The presentations and discussions revealed how much progress many of the CCA central banks have made in adopting technical tools to support forecasting and policy analysis. Those analytic tools are becoming more and more sophisticated, contributing more to policy-centered discussions. However, central bankers still face challenges. For instance, though incorporating information from sectoral specialists into model-based forecast is demanding, it can greatly improve forecasts. And adjusting current analytic frameworks to country-specific developments would make analyses more useful to policymaker decisions. To better assess inflation expectations, forecasting could also be supported by issuing inflation-indexed bonds, possibly with the help of international financial institutions, to measure inflation expectations better.
Although the adoption of inflation targeting, as many CCA countries have done, requires a highly flexible exchange rate (ER) policy, many of them still continue to manage the ER. Mitigating exchange rate volatility by central banks is often justified by high ER pass-through, imperfect functioning of the foreign exchange market, slow improvement in central bank credibility, and large swings in terms of trade for commodity-exporting countries. Moreover, the general public and markets still put significant weight on the ER when they evaluate monetary policy. CCA central banks made it clear at the workshop that they recognize the importance of improving the ER mechanism for transmitting monetary policy and better communicating future policy intentions for tighter control of inflation expectations. Unclogging transmission channels is particularly important given the prevalence of dollarization in many CCA countries, although that has receded in the past two years as currencies in the region have appreciated.

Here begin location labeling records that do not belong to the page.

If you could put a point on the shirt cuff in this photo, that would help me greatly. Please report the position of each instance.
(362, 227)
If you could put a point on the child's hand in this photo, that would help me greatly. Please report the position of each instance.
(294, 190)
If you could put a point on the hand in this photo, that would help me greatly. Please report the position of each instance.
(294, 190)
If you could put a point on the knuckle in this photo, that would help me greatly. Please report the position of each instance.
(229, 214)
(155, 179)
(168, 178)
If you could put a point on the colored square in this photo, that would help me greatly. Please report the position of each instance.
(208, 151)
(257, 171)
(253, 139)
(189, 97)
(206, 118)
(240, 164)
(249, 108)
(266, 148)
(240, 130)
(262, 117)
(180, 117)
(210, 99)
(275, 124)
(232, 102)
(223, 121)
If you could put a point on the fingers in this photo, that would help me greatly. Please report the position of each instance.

In the conduct of monetary policy, there continue to be issues related to high structural excess liquidity in most CCA countries and underdeveloped interbank and other markets and instruments. Workshop participants recognized these as problems for many CCA central banks. Besides market development, enhanced liquidity forecasting is also crucial for tighter control of central bank policy instruments. There was a consensus that much could be achieved by building up capacity in central banks and finance ministries and enhancing coordination between them.

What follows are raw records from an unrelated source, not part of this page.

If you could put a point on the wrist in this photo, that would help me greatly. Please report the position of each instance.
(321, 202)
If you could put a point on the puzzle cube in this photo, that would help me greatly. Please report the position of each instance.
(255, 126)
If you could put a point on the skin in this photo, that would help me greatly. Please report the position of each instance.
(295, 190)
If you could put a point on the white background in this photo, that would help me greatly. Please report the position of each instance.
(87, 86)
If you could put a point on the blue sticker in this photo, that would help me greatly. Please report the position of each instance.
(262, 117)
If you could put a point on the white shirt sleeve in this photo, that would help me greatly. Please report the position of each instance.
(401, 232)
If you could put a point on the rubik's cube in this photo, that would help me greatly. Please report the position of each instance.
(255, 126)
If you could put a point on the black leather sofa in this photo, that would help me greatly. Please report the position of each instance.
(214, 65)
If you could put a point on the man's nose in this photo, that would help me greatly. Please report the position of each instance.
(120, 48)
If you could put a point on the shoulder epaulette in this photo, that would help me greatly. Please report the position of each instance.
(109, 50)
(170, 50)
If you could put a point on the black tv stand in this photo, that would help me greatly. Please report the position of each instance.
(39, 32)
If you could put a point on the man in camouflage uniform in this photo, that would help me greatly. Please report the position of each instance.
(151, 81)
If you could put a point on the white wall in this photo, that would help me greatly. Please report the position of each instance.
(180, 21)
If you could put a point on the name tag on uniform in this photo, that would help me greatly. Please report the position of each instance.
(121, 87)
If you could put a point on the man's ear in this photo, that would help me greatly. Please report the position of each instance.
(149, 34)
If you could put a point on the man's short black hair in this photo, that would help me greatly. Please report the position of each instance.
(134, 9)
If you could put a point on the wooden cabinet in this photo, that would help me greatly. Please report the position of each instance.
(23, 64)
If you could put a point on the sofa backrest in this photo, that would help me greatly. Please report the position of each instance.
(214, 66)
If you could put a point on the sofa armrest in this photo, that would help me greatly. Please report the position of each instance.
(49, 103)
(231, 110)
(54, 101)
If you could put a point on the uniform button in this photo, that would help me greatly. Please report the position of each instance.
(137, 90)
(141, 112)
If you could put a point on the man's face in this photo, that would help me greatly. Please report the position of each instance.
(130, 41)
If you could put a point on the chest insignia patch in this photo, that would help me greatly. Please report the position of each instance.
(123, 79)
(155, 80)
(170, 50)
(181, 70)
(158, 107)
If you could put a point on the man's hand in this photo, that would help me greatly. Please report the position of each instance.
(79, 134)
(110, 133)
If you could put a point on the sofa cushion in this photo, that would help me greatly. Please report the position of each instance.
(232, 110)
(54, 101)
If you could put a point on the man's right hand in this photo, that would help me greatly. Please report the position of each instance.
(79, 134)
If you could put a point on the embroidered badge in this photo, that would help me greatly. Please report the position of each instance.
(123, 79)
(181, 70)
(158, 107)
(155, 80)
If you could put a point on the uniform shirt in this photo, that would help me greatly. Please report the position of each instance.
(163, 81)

Central bank macro-financial analysis also needs attention and resources; publication of stability reports and risk assessments would be useful. The participants called for more IMF engagement in this area through, e.g., analytical and communication tools and training.

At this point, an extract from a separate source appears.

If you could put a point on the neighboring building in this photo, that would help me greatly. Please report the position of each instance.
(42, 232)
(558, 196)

The communications challenges are still formidable, especially communication of risks, uncertainty, and FX interventions. Solutions could be publication of interest rate paths, growing use of social media, and holding events outside capital cities. Many participants mentioned as a priority deepening public financial literacy. Also needed besides changes in corporate culture are targeted communications strategies and firm commitment to providing data and to transparency.
During the final discussion participants expressed their appreciation of the peer-to-peer events and the continuing IMF and JVI efforts to sustain and expand the network of CCA central bank practitioners. They also agreed that additional IMF policy advice, TA, and customized training are important in all areas to maintain the progress achieved in recent years.